How to remove line breaks in a numbered list?

How to remove line breaks in a numbered list?

1
NewbieNewbie
1

    Oct 28, 2014#1

    I converted a PDF into a text file, and the result is that most numbered lists have multiple line breaks. I would like each numbered item to be on its own line, regardless of the line length. I'm trying to insert the lines as records into a database.

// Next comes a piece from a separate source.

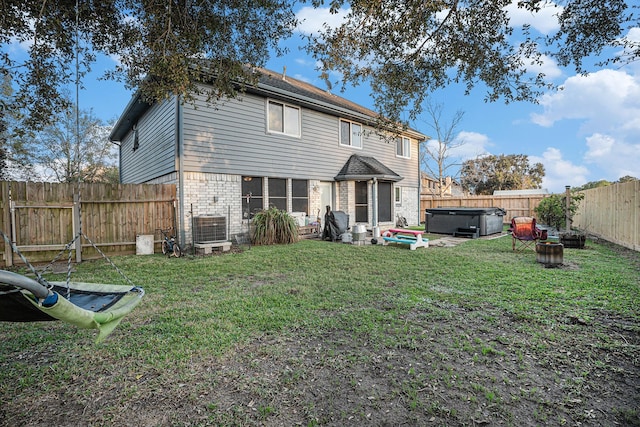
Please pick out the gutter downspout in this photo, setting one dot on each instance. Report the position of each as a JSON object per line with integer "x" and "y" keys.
{"x": 180, "y": 170}
{"x": 419, "y": 182}
{"x": 374, "y": 197}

    Example: I want to convert

    Code: Select all

    1. some text
     and more text
     and a little more
    2. more stuff
    3. other stuff
    and some
    more other stuff
    to

    Code: Select all

    1. some text and more text and a little more
    2. more stuff
    3. other stuff and some more other stuff
    Any help would be greatly appreciated.

    11327
    MasterMaster
    11327

      Oct 29, 2014#2

      Search->Replace
      Check Regular expressions: and choose Perl
      Check Replace all from top of file

      Step One
      Find what: \r\n
      Replace with: space (symbol with ASCII code 32)

      Step Two
      Check Regular expressions: and choose Perl
      Check Replace all from top of file

      Find what: (.)(\d+\.)
      Replace with: $1\r\n$2
      It's impossible to lead us astray for we don't care even to choose the way.

      6,685587
      Grand MasterGrand Master
      6,685587

        Oct 29, 2014#3

        A perhaps better one step solution. Run a Perl Regular Expression replace searching for [\t ]*\r?\n[\t ]*(?![\r\n\d]) and using a single space as replace string.
        Best regards from an UC/UE/UES for Windows user from Austria

        11327
        MasterMaster
        11327

          Oct 30, 2014#4

          Mofi wrote:A perhaps better one step solution.
          Yes, indeed!!! Could you please give some brief explanations for "[\t ]*\r?\n[\t ]*(?![\r\n\d])". I nearly understood this regex, but I want full clarity.
          Thank you for your help!
          It's impossible to lead us astray for we don't care even to choose the way.

          6,685587
          Grand MasterGrand Master
          6,685587

            Oct 30, 2014#5

            [\t ]* ... find zero or more tabs or spaces left to

            \r?\n ... an optional carriage return and a line-feed (= DOS or UNIX line terminator, but not MAC) and

            [\t ]* ... find zero or more tabs or spaces at beginning of next line

            (?![\r\n\d]) ... which starts NOT with a carriage return, line-feed or a digit after optional tabs and spaces. This is a negative lookahead.

            This expression does not work for something like

            Code: Select all

            4. I have a
             6 years old son.
            5. His name is John.
            The second line starts also with a digit. A lookahead or lookbehind must be of fixed length. Therefore a negative lookahead could not be used to check if there is a dot after the number with 1 or more digits.

            But it would be possible to use multiple negative lookaheads. So an even better search string for this task would be [\t ]*\r?\n[\t ]*(?![\r\n])(?!\d\.)(?!\d\d\.)(?!\d\d\d\.) if maximum number of the list (= maximum number of digits, here 3) is known.
            Best regards from an UC/UE/UES for Windows user from Austria

            11327
            MasterMaster
            11327

              Oct 30, 2014#6

              Thank you VERY MUCH, Mofi!!! Very useful answer!
              It's impossible to lead us astray for we don't care even to choose the way.